The San Diego County Office of Education, which was recently awarded five million dollars by the state for “professional development and regional training for teachers…to support creation or expansion of ethnic studies course offerings,” highlighted in its grant application the fact that UC San Diego, where Andrew Jolivette chairs the Ethnic Studies department, would be an important higher education partner in helping to implement the proposed teacher training.
 
And, based on the recommendations of its Ethnic Studies Advisory Committee, that counts Natalia Deeb-Sossa among its members, the Davis Joint Unified School District recently adopted a comprehensive ethnic studies program involving teacher training and a teacher certification process that will undoubtedly rely upon “critical” ethnic studies experts at UC Davis, such as Deeb-Sossa.
 
Challenging faculty who wrap themselves in the mantle of academic freedom while they indoctrinate university students with a politically-charged, antisemitic ideology, which these students in turn will force-feed their vulnerable K-12 charges, will certainly not be easy, but it is essential.
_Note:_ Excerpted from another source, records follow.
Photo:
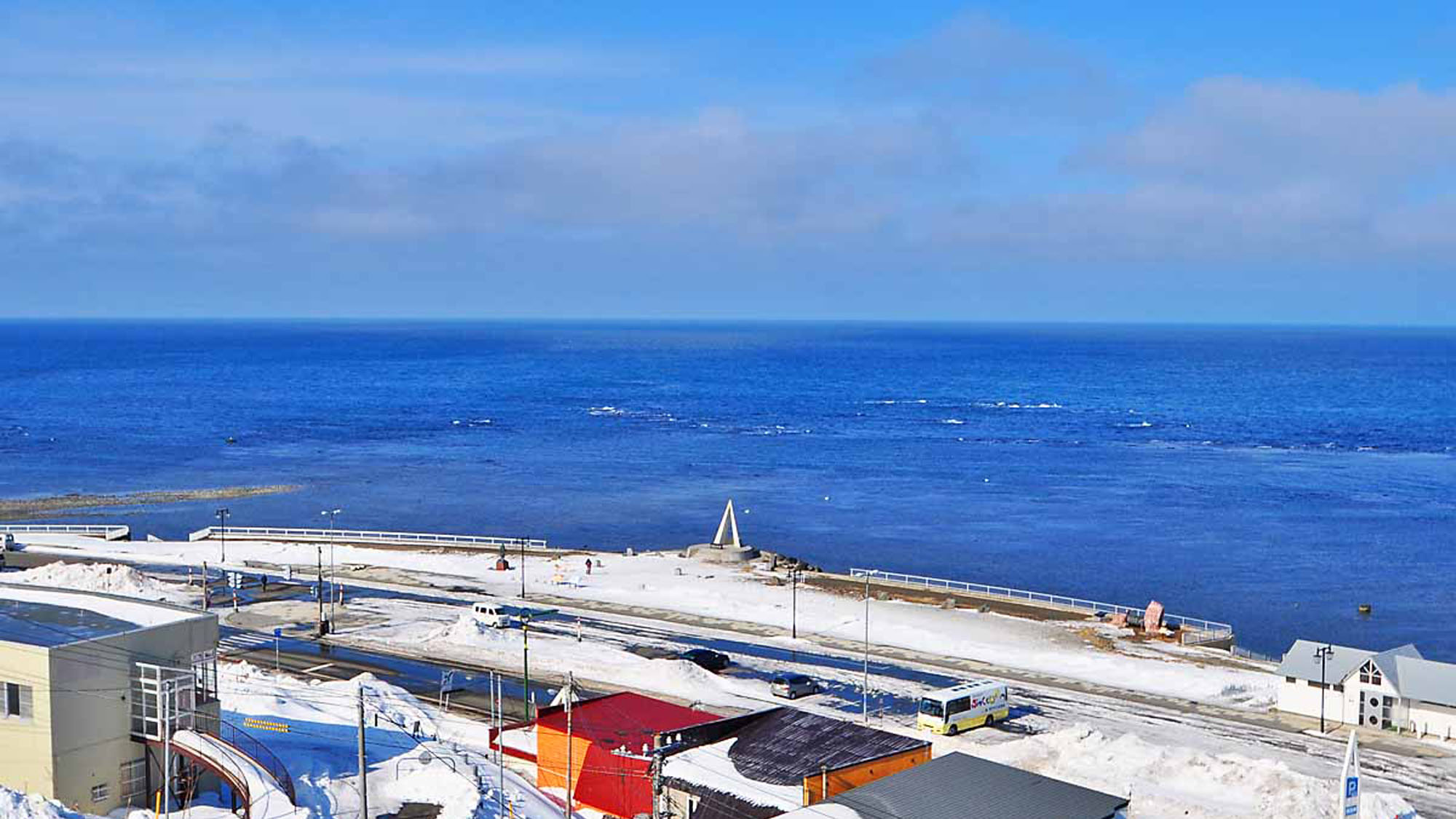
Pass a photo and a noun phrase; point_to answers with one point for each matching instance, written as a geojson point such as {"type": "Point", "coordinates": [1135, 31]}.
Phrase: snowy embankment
{"type": "Point", "coordinates": [419, 628]}
{"type": "Point", "coordinates": [1183, 781]}
{"type": "Point", "coordinates": [669, 582]}
{"type": "Point", "coordinates": [113, 579]}
{"type": "Point", "coordinates": [15, 804]}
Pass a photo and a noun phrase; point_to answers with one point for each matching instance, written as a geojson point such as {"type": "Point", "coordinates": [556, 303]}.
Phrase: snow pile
{"type": "Point", "coordinates": [1183, 781]}
{"type": "Point", "coordinates": [15, 804]}
{"type": "Point", "coordinates": [468, 638]}
{"type": "Point", "coordinates": [108, 577]}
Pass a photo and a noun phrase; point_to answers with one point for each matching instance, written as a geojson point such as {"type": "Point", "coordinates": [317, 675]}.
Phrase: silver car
{"type": "Point", "coordinates": [793, 687]}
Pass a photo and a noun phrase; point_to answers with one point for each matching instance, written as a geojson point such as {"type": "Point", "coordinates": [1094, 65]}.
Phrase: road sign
{"type": "Point", "coordinates": [1350, 778]}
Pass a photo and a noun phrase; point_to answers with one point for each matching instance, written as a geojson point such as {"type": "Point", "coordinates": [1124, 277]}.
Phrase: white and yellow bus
{"type": "Point", "coordinates": [966, 705]}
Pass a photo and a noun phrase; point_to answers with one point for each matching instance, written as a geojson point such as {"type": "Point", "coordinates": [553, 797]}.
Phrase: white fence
{"type": "Point", "coordinates": [91, 531]}
{"type": "Point", "coordinates": [362, 537]}
{"type": "Point", "coordinates": [1202, 630]}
Courageous members of the UC Academic Council and BOARS, who recognized the inherent dangers of “critical” ethnic studies, resisted the bullying of mendacious and vindictive faculty peers, and put the brakes on a disastrous admission requirement proposal, have done their part. UC leaders must do theirs.
 
Since 1970, the UC Regents Policy on Course Content has explicitly prohibited faculty from abusing their academic privilege to promote purely one-sided, political propaganda, stating, “Misuse of the classroom by, for example, allowing it to be used for political indoctrination… constitutes misuse of the University as an institution.” The policy adds, “It is the Regents’ responsibility to the very concept of a University to protect the institution from the misuse of the classroom”.
 
Now is the time for UC leaders to exercise that responsibility. Otherwise, out-of-control “critical” ethnic studies faculty are poised to wreak havoc in the Golden State.

 
Tammi Rossman-Benjamin is the director of AMCHA Initiative, a nonpartisan, nonprofit organization dedicated to combating antisemitism at colleges and universities in the United States. She was a faculty member at the University of California for 20 years.